Facebook, we are told, “collects information from and about the computers, phones, connected TVs and other web-connected devices you use that integrate with our Products, and we combine this information across different devices you use…to better personalize content, including ads.”

Those are excerpts from page one. Subsequent pages include information about everything from “device attributes and operations” that relate to consumer behavior, “Identifiers” (like “accounts you use”) or access to GPS location, camera and photos. Advertisers, app developers and publishers can send Facebook information about us, and can in turn “provide information about your activities off Facebook, like websites you visit, purchases you make, and ads you see.”

We are warned to consider carefully with whom we share information “because people can see your activity … and can choose to share it with others … including people and businesses outside the audience you share with. … People can share a photo of you in a story, mention or tag you at a location in a post, or share information about you in their posts and messages.” Information is shared “globally and externally” and information “may be transferred or transmitted to, or stored and processed in the U.S. or other countries.” Data is stored until “it is no longer necessary.”

If you haven’t yet read the novel “The Circle” by Dave Eggers, now would be a good time to grab it.  Like “1984” and “The Handmaid’s Tale” it is a frighteningly prescient story of a mega-firm like Facebook that seems wonderful until its sinister control of everyone is no longer stoppable.

A guy named Alistair Mactaggart in California took on Silicon Valley after becoming alarmed at what he learned from Information Age tech friends with amazing results, reported in an August New York Times article. While researching the problem of lost privacy, Mactaggart had learned that the U.S., unlike some other countries, has no single, comprehensive law regulating the collection and use of personal data. Companies can collect and buy information without and limits.  What laws did exist, the ones you never read in the fine print, had been crafted by the companies that rely on personal data.

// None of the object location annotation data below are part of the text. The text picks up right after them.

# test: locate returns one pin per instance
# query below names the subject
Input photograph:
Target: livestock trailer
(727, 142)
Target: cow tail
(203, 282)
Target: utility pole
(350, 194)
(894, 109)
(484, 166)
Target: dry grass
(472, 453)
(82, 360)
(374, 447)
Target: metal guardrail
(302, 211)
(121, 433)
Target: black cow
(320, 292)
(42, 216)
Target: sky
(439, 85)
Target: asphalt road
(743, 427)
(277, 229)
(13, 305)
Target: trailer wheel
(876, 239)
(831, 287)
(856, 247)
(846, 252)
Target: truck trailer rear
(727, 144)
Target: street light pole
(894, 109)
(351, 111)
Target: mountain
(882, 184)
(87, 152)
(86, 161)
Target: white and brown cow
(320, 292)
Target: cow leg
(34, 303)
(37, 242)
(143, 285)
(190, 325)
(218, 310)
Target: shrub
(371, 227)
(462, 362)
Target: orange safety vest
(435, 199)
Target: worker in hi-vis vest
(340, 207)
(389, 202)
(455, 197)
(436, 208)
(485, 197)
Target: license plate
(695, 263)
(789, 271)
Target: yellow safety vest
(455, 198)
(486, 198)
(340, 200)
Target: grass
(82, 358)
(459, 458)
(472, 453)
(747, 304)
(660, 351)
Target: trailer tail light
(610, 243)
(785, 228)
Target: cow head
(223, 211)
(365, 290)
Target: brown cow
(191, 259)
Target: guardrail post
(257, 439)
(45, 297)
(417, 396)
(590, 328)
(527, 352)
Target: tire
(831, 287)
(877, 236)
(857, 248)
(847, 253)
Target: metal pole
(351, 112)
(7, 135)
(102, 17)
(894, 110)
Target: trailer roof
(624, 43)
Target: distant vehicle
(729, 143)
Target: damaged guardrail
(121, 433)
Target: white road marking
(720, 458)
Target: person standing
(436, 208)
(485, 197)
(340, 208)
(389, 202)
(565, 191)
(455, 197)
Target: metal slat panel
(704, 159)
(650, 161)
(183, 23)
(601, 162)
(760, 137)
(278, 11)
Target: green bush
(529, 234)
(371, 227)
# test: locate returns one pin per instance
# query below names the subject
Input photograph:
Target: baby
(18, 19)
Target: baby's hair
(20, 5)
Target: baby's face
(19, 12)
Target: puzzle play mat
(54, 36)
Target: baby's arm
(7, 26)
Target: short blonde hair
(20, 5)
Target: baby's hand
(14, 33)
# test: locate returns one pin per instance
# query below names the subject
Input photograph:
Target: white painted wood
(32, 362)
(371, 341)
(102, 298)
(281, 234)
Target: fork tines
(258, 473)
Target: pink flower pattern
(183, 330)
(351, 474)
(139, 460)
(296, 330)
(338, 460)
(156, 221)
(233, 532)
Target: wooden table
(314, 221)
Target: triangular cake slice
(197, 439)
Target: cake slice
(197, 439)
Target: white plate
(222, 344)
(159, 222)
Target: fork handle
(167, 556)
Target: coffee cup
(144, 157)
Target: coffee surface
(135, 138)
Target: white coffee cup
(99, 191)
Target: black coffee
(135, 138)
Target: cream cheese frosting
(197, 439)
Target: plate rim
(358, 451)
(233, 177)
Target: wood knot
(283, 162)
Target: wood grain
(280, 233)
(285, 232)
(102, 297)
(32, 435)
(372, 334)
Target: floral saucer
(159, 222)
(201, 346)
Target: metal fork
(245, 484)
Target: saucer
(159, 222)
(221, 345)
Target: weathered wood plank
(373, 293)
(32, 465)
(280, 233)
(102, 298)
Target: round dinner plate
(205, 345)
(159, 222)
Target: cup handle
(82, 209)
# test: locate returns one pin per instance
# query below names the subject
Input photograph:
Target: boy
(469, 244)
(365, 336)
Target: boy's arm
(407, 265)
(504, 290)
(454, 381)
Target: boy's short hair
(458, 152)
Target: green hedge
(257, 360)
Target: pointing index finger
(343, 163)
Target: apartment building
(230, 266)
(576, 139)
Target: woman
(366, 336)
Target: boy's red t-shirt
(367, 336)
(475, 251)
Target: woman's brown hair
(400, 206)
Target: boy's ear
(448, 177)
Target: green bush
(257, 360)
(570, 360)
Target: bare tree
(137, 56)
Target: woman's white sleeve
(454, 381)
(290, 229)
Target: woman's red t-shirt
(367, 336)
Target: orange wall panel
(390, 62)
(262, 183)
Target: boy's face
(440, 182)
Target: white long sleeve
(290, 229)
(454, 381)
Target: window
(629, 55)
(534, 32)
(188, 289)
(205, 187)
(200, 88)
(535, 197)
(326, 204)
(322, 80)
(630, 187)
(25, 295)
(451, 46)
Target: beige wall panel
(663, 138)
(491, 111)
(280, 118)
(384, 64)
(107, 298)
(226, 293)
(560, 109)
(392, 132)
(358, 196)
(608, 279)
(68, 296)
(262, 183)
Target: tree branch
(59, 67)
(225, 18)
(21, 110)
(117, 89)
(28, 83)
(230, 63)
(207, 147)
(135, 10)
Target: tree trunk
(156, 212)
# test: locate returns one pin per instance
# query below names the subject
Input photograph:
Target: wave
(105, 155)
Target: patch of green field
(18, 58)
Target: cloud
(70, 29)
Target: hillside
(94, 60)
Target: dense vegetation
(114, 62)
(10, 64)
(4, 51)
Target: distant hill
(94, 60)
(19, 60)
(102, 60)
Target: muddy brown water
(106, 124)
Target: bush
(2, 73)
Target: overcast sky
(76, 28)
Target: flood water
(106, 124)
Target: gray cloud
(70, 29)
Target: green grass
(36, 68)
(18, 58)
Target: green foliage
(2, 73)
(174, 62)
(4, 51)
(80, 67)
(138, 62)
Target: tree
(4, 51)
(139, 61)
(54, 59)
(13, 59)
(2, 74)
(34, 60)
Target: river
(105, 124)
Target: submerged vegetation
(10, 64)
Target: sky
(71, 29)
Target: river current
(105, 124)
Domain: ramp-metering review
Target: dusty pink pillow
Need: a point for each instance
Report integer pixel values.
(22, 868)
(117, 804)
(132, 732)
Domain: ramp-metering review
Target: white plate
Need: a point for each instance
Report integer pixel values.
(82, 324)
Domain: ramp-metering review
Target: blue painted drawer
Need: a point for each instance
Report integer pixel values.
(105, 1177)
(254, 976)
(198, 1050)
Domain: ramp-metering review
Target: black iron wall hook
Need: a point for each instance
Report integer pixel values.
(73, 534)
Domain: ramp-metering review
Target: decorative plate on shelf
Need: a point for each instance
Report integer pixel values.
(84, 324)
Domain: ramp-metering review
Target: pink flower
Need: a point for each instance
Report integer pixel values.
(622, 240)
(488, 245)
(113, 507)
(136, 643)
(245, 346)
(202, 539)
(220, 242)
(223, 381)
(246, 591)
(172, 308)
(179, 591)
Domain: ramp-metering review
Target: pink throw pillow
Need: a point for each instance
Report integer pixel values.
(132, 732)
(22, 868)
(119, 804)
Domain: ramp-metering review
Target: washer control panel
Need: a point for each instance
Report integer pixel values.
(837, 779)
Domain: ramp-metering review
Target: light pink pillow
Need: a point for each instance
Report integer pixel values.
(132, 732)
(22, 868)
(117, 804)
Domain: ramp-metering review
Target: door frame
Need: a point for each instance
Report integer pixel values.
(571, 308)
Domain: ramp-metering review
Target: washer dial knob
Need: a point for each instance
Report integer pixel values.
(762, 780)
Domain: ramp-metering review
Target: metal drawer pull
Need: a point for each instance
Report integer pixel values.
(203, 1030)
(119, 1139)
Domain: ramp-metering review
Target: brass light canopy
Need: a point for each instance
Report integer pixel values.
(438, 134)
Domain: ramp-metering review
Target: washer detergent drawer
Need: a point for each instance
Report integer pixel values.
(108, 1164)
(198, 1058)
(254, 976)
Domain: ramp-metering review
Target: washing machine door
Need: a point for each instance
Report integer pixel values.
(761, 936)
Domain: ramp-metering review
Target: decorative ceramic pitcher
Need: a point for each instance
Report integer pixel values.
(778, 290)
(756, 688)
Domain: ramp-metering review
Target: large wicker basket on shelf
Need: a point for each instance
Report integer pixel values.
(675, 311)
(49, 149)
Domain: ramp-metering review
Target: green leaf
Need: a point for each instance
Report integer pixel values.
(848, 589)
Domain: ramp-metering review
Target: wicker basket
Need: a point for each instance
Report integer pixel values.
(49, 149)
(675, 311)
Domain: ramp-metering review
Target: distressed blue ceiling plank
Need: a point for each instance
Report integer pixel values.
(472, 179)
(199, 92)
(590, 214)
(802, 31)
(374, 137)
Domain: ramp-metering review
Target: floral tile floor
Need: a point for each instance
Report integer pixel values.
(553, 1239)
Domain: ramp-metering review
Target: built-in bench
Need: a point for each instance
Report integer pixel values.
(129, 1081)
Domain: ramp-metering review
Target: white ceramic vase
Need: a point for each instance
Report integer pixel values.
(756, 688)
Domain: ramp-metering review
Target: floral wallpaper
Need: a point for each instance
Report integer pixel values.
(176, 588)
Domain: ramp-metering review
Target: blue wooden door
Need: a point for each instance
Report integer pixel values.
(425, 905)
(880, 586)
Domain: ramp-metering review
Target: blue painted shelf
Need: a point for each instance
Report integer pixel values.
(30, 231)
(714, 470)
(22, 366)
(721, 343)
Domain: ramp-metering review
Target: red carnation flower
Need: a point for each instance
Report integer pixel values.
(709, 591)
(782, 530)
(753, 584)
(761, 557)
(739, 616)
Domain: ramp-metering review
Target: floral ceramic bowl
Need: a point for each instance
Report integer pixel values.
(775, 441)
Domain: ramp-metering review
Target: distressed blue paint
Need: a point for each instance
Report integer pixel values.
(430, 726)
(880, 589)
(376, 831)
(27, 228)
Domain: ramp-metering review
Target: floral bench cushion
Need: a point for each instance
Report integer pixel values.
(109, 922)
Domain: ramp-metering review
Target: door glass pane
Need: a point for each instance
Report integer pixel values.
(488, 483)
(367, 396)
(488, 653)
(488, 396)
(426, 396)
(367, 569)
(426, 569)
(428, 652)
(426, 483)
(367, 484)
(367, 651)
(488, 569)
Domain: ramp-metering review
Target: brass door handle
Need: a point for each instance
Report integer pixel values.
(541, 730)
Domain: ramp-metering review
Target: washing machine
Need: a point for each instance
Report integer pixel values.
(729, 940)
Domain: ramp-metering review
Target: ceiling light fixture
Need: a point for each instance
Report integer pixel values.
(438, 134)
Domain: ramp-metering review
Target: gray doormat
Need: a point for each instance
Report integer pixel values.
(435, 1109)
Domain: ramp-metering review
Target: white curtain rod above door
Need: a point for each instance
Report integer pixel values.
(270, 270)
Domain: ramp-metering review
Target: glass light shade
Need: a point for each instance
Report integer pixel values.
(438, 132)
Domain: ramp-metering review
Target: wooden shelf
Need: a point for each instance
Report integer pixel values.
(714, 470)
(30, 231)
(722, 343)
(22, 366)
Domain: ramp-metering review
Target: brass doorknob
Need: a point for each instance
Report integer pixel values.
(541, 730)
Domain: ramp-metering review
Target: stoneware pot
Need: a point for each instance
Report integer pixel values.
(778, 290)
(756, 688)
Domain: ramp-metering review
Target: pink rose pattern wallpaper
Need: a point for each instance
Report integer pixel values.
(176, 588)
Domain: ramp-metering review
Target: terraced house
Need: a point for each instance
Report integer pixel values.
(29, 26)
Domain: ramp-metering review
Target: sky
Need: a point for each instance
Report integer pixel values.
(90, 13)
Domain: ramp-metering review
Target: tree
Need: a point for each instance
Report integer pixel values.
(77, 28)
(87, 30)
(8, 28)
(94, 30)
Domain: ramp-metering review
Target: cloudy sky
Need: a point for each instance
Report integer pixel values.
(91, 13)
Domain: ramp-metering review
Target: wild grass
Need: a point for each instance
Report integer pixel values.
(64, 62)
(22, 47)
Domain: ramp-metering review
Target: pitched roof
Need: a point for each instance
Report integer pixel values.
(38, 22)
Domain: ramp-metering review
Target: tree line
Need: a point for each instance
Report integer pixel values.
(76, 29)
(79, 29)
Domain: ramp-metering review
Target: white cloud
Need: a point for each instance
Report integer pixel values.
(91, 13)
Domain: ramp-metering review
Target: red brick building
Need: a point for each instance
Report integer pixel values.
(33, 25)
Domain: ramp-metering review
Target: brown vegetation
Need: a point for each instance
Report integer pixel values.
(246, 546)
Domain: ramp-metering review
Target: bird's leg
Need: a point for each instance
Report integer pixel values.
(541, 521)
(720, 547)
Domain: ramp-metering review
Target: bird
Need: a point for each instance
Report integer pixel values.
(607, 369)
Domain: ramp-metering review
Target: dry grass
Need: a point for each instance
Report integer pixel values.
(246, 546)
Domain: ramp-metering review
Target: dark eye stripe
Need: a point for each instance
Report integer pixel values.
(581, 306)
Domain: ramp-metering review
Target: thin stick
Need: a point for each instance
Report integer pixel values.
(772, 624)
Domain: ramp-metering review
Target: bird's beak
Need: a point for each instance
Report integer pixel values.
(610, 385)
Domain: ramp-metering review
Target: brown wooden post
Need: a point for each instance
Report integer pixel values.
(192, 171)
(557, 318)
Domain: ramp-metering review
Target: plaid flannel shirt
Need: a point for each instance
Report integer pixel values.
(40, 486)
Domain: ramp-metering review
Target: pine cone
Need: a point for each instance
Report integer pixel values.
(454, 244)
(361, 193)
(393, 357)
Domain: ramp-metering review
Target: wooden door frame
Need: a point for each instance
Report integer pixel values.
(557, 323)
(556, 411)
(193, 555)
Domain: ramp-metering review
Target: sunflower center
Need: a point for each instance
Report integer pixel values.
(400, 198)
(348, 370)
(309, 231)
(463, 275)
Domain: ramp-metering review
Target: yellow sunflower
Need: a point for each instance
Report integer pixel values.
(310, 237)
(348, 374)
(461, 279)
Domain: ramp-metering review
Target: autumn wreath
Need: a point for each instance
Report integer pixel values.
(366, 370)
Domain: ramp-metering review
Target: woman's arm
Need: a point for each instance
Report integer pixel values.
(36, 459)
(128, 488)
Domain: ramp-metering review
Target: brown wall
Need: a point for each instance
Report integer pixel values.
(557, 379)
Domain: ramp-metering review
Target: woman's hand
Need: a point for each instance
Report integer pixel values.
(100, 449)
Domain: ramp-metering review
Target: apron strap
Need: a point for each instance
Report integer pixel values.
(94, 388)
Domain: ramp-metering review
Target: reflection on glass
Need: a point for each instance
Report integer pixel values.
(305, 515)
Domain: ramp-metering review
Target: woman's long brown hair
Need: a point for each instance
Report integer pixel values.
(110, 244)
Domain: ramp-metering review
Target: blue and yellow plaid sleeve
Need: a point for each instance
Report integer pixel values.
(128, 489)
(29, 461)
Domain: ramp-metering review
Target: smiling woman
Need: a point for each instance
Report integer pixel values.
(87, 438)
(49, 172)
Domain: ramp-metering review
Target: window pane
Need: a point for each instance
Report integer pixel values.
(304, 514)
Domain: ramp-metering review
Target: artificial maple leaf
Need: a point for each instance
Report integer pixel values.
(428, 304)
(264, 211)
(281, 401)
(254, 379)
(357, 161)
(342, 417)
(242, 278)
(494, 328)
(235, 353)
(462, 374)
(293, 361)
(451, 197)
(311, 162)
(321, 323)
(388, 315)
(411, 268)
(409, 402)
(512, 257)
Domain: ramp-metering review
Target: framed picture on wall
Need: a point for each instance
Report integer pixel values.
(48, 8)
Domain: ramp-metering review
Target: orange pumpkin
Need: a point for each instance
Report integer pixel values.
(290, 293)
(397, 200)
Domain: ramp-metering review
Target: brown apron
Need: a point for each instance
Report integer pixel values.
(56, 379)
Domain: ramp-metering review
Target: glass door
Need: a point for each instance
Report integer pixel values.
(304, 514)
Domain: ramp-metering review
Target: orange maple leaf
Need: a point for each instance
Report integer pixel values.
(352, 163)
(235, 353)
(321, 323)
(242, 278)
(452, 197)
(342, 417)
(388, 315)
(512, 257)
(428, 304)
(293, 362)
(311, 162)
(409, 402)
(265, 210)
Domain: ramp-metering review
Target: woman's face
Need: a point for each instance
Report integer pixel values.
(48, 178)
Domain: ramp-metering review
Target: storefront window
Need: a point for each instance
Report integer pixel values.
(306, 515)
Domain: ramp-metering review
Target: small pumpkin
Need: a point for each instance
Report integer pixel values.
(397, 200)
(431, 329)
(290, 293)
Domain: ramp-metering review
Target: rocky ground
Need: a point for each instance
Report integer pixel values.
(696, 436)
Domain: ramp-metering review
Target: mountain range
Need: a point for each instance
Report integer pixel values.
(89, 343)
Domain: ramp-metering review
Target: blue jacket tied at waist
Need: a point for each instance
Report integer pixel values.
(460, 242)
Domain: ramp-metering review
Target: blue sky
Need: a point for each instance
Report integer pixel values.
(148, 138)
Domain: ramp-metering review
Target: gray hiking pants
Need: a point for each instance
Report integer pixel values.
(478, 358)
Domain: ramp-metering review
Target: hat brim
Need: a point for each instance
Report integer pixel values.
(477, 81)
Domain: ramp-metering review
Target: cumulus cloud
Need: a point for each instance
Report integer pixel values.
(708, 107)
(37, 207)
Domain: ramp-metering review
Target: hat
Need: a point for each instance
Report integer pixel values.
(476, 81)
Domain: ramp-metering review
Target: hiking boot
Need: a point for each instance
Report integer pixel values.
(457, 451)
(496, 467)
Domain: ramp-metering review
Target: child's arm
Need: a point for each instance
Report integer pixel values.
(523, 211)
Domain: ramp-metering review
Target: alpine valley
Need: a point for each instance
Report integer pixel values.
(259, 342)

“Advertisers could buy thousands of data points on virtually every adult in America,” Nicholas Confessore wrote in the Times. “With Silicon Valley’s help, they could make increasingly precise guesses about what you wanted, what you feared and what you might do next. … And no one knew more about what people did or were going to do than Facebook and Google.”

Mactaggart realized that Silicon Valley was transforming politics because the political establishment saw that the key to its future rested in companies like Google and Facebook with a vast capacity for surveillance and information collection. He decided to do something about it. 

The result of his complex efforts was the passage in June of California Assembly Bill 375, the California Consumer Privacy Act of 2018.  It is unprecedented in the U.S. and applies European-level compliance obligations similar to a standard set by a General Data Protection Regulation, according to the website www.FocusontheData.com. The law, which takes effect in January 2020, includes new disclosure requirements, consumer rights, training obligations, and potential penalties for noncompliance, among other things.

The law is complicated and comprehensive. Key provisions include the right to transparency regarding personal information, and businesses must provide a clear link on their homepage to a “Do Not Sell My Personal Information” option. Consumers have a right to ask a business to disclose categories and specific bits of personal information the business has collected and they can opt out at any time. There is no private right to action but the California Attorney General can bring actions for civil penalties up to $7,500 per violation.

It’s a start that could become a much-needed national norm. For someone who does online research, sometimes at kinky sites, and as a vocal political lefty, it can’t come too soon.